2. Biarlah Tuhan menyesuaikan visi Anda jika Ia merasa perlu melakukannya. Ia biasanya perlu membuat beberapa perubahan di dalam diri Anda sebelum Anda siap mengejar impian Anda.
3. Carilah gunung berikutnya. Tuhan mau memberikan visi lain kepada Anda yang akan dibangun di atas visi yang ini.
4. Jangan berkecil hati jika orang lain tidak setuju dengan visi Anda. Mereka tidak perlu mendukungnya untuk membenarkannya. Putuskan apakah impian Anda benar-benar dari Tuhan, dan kemudian kejarlah dengan segenap hati Anda.


BAB XI: TIDAK PERNAH TERLALU TUA
1. Karena Anda disini, Anda boleh yakin bahwa Tuhan mempunyai rencana dan tujuan untuk hidup Anda, entah Anda sudah tua atau masih muda.

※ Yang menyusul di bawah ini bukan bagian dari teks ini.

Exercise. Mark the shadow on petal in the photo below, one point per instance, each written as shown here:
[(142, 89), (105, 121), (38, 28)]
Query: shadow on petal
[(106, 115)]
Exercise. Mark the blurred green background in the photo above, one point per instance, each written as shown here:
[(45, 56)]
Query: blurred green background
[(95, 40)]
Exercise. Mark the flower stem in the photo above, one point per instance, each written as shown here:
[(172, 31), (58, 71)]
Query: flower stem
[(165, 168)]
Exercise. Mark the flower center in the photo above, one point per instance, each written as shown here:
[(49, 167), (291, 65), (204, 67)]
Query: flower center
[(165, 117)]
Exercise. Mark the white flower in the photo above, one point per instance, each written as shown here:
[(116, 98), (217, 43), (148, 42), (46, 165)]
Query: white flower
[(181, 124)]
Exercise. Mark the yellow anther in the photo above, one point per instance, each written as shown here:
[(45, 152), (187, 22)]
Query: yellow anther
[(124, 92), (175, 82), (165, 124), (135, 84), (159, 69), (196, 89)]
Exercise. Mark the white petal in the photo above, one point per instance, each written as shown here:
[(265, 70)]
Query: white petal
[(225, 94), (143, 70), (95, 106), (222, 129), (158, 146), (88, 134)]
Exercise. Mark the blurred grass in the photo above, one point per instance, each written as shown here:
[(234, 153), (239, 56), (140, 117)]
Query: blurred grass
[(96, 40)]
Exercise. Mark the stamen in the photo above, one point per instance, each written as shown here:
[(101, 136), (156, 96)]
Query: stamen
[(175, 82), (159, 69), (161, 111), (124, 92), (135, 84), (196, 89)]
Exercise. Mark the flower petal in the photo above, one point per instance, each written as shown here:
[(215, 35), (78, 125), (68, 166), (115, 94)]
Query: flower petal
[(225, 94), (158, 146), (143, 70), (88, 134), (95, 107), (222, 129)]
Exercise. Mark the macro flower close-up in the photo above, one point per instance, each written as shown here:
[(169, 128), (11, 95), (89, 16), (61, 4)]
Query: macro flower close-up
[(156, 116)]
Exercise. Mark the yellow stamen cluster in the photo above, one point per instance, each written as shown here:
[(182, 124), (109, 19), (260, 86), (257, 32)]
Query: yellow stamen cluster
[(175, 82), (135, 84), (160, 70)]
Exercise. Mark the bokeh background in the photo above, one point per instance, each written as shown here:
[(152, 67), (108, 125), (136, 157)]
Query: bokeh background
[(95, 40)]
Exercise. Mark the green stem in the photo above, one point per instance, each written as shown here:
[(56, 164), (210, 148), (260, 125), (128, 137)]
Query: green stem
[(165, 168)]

2. Abraham berkemas bersama istrinya dan seluruh orang yang bergantung kepadanya dan memulai kehidupan berkelana. Satu-satunya alasan ia mau melakukan ini adalah karena karakteristik penting ini. Ia mempunyai:
* Kemampuan mendengar suara Tuhan
* Kemampuan mempercayai apa yang Tuhan firmankan
* Kemampuan menolak rasa aman demi menjalankan misi Tuhan
* Kemampuan tetap fokus pada misi
* Kemampuan menyelesaikan misi
3. Abraham adalah pengambil resiko. Begitu pula Elisa. Juga Petrus. Apakah Anda pengambil resiko?

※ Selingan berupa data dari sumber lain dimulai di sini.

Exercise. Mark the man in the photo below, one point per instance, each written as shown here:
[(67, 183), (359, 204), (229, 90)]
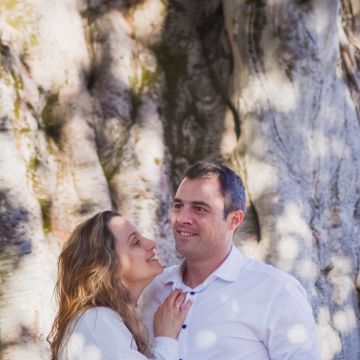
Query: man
[(242, 309)]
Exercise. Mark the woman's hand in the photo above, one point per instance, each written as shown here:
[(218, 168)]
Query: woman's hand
[(171, 314)]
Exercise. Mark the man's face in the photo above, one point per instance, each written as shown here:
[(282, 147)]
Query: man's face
[(197, 220)]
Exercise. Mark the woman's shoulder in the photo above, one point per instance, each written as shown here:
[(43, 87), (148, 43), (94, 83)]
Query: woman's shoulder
[(98, 316)]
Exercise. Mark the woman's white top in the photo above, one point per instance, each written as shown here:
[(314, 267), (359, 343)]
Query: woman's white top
[(100, 334)]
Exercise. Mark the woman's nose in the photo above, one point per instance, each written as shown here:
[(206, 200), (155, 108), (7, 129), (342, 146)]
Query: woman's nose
[(149, 244)]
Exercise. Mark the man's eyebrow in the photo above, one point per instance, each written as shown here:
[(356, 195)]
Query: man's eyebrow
[(200, 203), (131, 235)]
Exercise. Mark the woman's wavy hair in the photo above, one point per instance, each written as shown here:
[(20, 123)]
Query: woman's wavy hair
[(88, 277)]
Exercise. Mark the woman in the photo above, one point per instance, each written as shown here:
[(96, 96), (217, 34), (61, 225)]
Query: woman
[(103, 268)]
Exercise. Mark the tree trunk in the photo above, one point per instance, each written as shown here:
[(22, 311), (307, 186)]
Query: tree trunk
[(103, 104)]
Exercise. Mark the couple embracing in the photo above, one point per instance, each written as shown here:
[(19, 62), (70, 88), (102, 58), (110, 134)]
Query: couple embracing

4. Tuhan selalu setia kepada firman-Nya. Tuhan begitu setia sehingga Ia akan terus menggenapi firman-Nya bahkan sesudah Anda meninggal, dan itulah yang Ia lakukan dalam hidup Elisa dan juga Yakub.


BAB XII: SIMPANLAH TONGKAT PENGUKUR ANDA
1. Katakan kepada impian Anda: "Impian, hiduplah! Tuhan hidup, dan aku masih hidup, dan aku memanggilmu keluar dari bayangan. Impian, hiduplah!"
2. Tuhan tahu apa yang Ia lakukan. Ketika tiba waktunya sesuatu terjadi, Ia memastikan itu terjadi, entah itu terjadi lambat atau cepat.
3. Tahap-tahap perkembangan impian Anda dari Tuhan akan mencakup ini: (1) Sebuah beban bertumbuh di dalam hati Anda dan berkembang menjadi hasrat. (2) Impian Anda akan menjadi cukup besar untuk mengatasi semua penghalang yang menentang Anda. (3) Anda akan memelihara fokus pada impian Anda dan pada Tuhan yang memberi impian itu kepada Anda, hidup di dalam iman setiap langkah dalam perjalanan tersebut. (4) Jika Anda bertekun, Anda akan mengatasi semua penghalang dan impian Anda akan menjadi kenyataan.
4. Simpanlah tongkat pengukur Anda. Sama sekali tidak ada batas pada apa yang Tuhan dapat lakukan!